Ben’s first mountain biking experience was during his sophomore year in high school, when his father invited to join some of his friends at Flat Rock Park in Columbus. Ben finished last out of about 20 participants. But instead of prompting him to quit, the result motivated him to do better.

The next year, as a junior, Ben teamed with his father in the two-man Southeastern Endurance Championships. The relay races are about 10 miles long. The winner is the team that completes the most laps in six hours. Ben and his dad finished fourth in the six-event series.

Ben was hooked.

“From that moment on,” he said, “I just wanted to race bikes.”

Ben likes mountain biking better than road cycling, he said, “because there’s obstacles all over the place. You can be fit and still not be the fastest mountain biker because you need extra skills. Not only do I have to be fit, strong and fast, but I have to be able to do that over rocks and roots and drops and all this stuff that’s constantly changing.

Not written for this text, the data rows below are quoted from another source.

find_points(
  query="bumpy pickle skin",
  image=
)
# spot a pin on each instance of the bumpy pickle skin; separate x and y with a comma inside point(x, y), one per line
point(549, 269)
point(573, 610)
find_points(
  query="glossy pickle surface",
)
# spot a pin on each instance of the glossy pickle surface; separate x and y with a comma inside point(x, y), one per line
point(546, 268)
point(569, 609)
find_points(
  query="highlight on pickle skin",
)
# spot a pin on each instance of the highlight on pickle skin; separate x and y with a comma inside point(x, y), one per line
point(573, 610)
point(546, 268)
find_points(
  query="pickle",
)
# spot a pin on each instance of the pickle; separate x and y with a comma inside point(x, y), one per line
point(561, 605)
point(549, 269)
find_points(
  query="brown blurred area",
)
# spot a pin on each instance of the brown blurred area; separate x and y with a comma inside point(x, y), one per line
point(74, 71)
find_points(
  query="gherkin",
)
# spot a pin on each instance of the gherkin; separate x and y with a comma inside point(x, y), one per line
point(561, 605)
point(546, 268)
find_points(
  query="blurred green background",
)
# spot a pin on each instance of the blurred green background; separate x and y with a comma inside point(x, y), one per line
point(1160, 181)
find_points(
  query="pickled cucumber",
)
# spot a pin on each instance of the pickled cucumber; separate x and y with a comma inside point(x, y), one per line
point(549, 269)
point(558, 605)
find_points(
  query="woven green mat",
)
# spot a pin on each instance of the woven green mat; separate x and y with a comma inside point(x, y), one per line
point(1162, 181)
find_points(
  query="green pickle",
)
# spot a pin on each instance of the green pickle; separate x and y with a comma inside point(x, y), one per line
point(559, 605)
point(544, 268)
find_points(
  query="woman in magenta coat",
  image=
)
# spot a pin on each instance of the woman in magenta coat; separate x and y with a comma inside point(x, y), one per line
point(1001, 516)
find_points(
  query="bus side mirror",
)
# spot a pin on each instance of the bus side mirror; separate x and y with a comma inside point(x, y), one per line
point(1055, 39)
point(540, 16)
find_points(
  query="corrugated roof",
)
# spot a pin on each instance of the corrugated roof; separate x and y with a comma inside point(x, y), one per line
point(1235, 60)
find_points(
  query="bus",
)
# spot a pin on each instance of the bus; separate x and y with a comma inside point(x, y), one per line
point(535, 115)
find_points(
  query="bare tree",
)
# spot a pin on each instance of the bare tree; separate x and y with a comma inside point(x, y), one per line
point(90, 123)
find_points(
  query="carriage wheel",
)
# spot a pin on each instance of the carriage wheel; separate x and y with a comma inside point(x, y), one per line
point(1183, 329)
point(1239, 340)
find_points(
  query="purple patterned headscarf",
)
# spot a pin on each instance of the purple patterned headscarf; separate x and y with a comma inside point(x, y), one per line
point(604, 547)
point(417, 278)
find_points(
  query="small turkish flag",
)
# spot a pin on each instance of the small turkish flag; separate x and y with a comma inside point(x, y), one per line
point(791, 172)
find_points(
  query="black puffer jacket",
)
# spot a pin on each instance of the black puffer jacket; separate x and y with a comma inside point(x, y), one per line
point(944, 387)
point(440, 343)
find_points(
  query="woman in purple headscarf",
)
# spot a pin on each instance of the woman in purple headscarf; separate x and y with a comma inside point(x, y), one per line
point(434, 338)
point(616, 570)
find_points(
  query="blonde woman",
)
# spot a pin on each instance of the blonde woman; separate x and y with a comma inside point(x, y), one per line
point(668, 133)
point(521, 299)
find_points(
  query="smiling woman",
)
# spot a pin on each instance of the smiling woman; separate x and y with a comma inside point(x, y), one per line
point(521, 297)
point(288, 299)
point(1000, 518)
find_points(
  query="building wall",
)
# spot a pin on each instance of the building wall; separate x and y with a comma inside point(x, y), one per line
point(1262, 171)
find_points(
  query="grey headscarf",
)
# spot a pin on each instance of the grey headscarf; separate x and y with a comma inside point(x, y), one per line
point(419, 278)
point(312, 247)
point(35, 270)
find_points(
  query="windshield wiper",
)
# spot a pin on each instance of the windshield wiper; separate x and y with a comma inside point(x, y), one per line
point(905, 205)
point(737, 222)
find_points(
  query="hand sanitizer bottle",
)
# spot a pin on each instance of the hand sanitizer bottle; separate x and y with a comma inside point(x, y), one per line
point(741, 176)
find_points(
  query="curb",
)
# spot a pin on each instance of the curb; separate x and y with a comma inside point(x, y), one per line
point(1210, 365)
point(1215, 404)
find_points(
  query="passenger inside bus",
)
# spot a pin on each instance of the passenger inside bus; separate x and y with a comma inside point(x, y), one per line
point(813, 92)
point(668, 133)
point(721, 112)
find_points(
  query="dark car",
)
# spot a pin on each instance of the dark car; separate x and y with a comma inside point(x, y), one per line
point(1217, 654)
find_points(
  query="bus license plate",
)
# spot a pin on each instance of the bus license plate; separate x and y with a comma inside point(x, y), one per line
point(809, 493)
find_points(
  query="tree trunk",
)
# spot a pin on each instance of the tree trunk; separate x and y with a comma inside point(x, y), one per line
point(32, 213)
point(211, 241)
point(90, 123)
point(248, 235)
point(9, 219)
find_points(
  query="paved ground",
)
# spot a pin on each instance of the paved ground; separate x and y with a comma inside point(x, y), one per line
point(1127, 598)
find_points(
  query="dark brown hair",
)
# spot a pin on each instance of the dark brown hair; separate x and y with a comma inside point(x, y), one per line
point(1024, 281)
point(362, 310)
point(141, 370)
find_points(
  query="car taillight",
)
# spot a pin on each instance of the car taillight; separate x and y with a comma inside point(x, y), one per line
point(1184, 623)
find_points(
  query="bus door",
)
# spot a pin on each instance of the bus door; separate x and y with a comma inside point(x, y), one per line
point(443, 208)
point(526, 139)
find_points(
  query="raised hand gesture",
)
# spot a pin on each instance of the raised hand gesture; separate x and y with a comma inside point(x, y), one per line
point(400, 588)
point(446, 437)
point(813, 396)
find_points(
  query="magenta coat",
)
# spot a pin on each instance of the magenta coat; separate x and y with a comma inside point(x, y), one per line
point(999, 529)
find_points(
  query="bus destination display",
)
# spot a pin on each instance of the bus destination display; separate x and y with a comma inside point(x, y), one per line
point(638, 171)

So it’s more interesting.”

Ben joined the Georgia Interscholastic Cycling League the fall of his senior year in 2014. He had raced against only adults and for 40-50 miles over six hours; the GICL events were against opponents his age for about 20 miles in approximately 90 minutes.

“The pace was a lot faster, and I was racing guys who had been at the national championships,” he said, “so it was like a complete eye opener.”

Now, Ben races with Kennesaw State’s club team. He works in the bike shop on campus and interns with the GICL.

Ben still is numb from his chest down and in his left leg.

“I can’t feel pain or temperature there, but I can feel touch,” he said.

Ben estimated his right hand has only 15 percent strength and 40 percent function. “There’s definitely still some issues, but I just adapt and move on,” he said.

Having had a spinal stroke and his current numbness don’t make him more at risk for injury than other cyclists, Ben said.

“If I were to break my leg,” he said, “I would notice and be able to not hurt myself any further.”